Example: Having a very blurry footage from a TV_Sat recording that was originally recorded on a CCTV Camera at a TV-station, than upscaled by whatever the person at the TV-station had at hand, then squeezed to a 2:1 ratio for SAT-Deployment… (VERY common case for “older TV Shows” still boradcasted today over “non 1080p SAT”.
In this case, the Original resolution is far lower than what is broadcasted, the “optical resolution” is lower than the amount of pixels present. To cope with that, the image often is sharpened to counter-effect the blurrieness before encoding prior to broadcasting.
Here, a process qeue like this one is often best:
- scale the image back down to the original optical resolution
- try to get rid of the oversharpening
- the run it through VEAI
- then correct for the 2:1 PAR
At the moment, Step 1 is not possible in VEAI and step 4 is internaly set before step 3. Getting rid of over sharpening can be adressed via the de-halo artemis models in some cases, in others external filtering is needed.
lets leave out the sharpening issue and not even get started on de-interlacing., This still leaves the lack of indivudally scale/resize pre- and post inside VEAI. So the result will be a picture with heavily stretched pixels horizontally and a FAR less optimal result compared to having access to the order of processing…

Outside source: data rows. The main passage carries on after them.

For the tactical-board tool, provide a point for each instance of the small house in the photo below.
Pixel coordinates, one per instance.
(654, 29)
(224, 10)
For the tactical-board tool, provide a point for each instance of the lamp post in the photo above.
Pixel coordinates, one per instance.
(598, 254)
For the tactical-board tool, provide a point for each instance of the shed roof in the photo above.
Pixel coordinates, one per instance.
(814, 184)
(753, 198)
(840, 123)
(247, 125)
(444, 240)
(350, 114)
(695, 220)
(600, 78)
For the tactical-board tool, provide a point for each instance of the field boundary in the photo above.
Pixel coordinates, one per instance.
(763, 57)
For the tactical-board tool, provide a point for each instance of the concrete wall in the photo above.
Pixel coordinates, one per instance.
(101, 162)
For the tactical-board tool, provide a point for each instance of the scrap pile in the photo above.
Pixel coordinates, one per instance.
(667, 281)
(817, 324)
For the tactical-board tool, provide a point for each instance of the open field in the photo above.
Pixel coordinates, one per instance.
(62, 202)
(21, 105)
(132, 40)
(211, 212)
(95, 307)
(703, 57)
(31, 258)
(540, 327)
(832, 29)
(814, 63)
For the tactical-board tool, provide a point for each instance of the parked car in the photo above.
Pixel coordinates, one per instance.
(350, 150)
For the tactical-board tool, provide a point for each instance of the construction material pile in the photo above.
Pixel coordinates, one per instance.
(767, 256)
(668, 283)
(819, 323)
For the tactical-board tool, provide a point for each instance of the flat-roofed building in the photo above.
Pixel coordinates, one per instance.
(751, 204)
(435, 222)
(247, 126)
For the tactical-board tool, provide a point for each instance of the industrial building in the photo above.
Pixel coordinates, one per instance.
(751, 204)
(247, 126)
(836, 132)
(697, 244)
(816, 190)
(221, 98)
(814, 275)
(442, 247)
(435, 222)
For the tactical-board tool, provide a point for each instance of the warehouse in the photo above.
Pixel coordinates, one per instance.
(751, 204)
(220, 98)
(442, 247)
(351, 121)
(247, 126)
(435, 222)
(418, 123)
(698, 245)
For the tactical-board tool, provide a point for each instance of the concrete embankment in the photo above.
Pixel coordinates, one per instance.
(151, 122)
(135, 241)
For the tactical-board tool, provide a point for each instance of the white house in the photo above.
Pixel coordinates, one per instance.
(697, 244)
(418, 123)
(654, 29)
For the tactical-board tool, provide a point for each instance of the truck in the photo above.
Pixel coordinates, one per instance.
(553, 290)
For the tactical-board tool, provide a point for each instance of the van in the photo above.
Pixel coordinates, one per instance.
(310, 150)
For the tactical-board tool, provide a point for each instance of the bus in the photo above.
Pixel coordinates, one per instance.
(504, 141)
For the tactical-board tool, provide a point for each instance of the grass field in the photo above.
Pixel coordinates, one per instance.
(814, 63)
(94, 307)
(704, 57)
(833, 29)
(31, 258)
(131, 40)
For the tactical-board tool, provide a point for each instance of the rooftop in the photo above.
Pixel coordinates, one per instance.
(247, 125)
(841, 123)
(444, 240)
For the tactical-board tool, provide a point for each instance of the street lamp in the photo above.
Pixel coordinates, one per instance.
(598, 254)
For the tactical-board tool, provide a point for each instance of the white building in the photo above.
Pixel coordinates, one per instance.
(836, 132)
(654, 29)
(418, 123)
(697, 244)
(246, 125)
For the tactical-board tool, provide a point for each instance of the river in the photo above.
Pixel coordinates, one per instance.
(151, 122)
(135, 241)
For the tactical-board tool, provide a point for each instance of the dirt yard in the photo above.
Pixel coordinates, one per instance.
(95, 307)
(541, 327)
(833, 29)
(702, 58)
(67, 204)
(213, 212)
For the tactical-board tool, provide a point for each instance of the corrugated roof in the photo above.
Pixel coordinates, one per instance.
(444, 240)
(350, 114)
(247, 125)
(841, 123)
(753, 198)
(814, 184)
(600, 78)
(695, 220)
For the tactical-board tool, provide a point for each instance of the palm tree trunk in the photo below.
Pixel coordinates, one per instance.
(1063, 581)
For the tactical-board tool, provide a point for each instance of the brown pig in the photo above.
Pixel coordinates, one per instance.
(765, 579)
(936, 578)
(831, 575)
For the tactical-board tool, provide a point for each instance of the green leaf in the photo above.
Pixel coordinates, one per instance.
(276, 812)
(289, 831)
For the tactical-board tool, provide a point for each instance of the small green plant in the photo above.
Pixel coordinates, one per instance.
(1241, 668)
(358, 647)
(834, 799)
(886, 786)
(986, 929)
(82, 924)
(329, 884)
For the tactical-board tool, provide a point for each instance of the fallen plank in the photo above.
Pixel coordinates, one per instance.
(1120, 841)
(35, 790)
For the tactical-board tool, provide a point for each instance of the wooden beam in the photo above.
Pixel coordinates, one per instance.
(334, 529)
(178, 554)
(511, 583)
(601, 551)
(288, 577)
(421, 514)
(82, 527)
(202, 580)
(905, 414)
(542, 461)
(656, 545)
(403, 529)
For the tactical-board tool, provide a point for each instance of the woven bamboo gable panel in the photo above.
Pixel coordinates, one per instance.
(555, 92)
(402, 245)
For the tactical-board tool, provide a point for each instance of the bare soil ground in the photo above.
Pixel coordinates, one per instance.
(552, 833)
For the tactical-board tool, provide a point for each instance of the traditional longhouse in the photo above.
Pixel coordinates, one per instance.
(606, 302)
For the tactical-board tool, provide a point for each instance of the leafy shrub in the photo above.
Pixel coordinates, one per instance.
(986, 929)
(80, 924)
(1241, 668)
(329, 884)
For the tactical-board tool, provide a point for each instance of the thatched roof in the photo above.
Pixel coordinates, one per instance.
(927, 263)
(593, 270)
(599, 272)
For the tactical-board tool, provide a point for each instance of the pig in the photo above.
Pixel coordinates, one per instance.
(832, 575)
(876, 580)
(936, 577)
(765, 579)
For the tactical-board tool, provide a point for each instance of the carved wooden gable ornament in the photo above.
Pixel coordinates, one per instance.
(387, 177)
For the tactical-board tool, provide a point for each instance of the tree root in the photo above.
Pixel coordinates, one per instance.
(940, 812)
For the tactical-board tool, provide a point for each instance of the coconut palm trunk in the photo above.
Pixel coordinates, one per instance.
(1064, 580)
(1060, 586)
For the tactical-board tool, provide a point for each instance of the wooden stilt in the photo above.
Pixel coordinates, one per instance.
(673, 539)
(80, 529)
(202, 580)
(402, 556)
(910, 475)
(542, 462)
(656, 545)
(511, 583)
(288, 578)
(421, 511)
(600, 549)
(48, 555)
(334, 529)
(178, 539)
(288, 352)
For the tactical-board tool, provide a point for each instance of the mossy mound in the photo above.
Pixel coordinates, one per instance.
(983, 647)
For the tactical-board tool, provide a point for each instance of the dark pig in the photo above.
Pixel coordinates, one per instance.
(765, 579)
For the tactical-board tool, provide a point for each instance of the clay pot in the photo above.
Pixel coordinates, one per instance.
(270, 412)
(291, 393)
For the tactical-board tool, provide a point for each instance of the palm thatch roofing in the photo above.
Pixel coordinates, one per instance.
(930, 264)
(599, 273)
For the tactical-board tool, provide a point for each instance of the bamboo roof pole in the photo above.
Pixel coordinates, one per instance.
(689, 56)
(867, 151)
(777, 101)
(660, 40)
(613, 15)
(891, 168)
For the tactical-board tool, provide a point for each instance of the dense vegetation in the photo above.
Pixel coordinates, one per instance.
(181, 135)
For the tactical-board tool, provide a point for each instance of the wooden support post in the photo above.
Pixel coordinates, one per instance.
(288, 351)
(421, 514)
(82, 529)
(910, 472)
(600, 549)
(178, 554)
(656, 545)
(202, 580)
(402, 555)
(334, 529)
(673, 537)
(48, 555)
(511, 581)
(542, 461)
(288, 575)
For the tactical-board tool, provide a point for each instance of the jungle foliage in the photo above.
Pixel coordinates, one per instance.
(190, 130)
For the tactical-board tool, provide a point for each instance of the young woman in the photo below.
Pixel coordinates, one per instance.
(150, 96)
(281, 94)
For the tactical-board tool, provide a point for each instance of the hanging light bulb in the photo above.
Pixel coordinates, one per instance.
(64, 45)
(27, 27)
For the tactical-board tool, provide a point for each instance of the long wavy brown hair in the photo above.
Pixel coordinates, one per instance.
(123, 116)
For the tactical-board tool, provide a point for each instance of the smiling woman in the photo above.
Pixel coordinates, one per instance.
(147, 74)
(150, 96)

Lomg story short - this is only one example - but we could take a look at hundreds more… The more complex the possibilities to tamper with the footage get - the less “beginner friendly” the software will get. It always will come down to some conpromise.
I´d personaly take another route n development: Make a sketch of what the software is going to be capable of, which user group will be adressed and which “type of user experience” the software is aiming for - THEN implement these features as planed on some road map.
At the moment, the development of VEAI takes another approach: Build whats possible - aks the community about wishes and then go from there, depending on what can be done in a meaningfull time, producing a short release time to “keep it interesting”…
IMHO, a good compromise would be to have two sections inside VEAI:
prefilter
and postfiltering
and throw a handfull of options in each of them to deal with resizing, cropping, sime basic colour/hue/brightness filters and maybe a denoise/etc… option…
This should keep it simple enough and offer a lot more individual processing, while still being “easy” to develop and implement…
The above mentioned downscaler “perceptual based downscaling” could be one of the downscale options.